ASIC vendors are already adapting to those conditions by looking for new, more mass-marketable technologies such as structured ASIC to hedge their bets. They have a safe port when the storm comes. FPGA vendors have already positioned themselves to capture a growing segment of the low-and middle- tech segment of the application-specific semiconductor market, and are moving toward the FPGA/ASIC gap with increasing intensity. The ones left out in the cold are the big EDA companies. FPGA vendors have their own tool strategies well covered with no reliance on big EDA, and a few forward-thinking EDA companies like Synplicity and Aldec have built defensible positions in the expanding high-end FPGA and structured ASIC markets.
What does big EDA need to do to protect itself? The answer, unfortunately, is probably an overhaul of their sales, distribution, and support model. The inertia-to-impetus ratio for such a change is very high, however. It is easy for the well-paid EDA account manager, whose entire income relies on pleasing a specific large company, to listen to the growing challenges of his high-end customer as opportunities rather than threats. They reason that the more pain their customer experiences, the more opportunity they have to provide solutions to that pain at a premium price. What is not easy for that account manager to do is accept the inevitable reality that his customer will eventually be so overcome with pain that he will seek an altogether different approach to the problem and will no longer need the big EDA company to help him.

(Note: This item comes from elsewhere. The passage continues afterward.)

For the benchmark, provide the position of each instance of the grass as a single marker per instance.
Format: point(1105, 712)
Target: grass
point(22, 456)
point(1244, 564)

Denial is a powerful emotion, and a very happy place.
If big EDA does not make such changes, however, and the majority of the electronics industry grows to rely on the newer “alternative” technologies for the development of new products, there will still be sophisticated design tools available. These tools will most likely be supplied by the FPGA vendors and by commercial EDA companies who have structured their sales channels to succeed with expanding rather than contracting customer bases. Their products will be accessible and supportable with minimal resources over large numbers of less-sophisticated customers, and they will be value-priced based on the productivity gains they offer rather than on the horrific product and schedule risk they help to avert.
Already there are signs that the change is starting. For example, Xilinx announced at DAC that they are acquiring EDA startup Hier Design. The acquisition makes good sense for Xilinx, as sophisticated incremental design will definitely be a key component of future high-end FPGA design. Cadence as well as Xilinx were investors in Hier Design during its startup phase. Such moves add fuel to an increasing trend of EDA startup acquisitions by companies other than the established three EDA vendors. As entrepreneurs see that there are other alternatives to the accepted EDA exit strategy, they will be emboldened to develop technologies that step outside the established ASIC-biased guidelines for success.
Change is in the EDA air, and if you listened you could hear the echoes of its quietly approaching footsteps at this year’s DAC. It will be interesting to see what happens.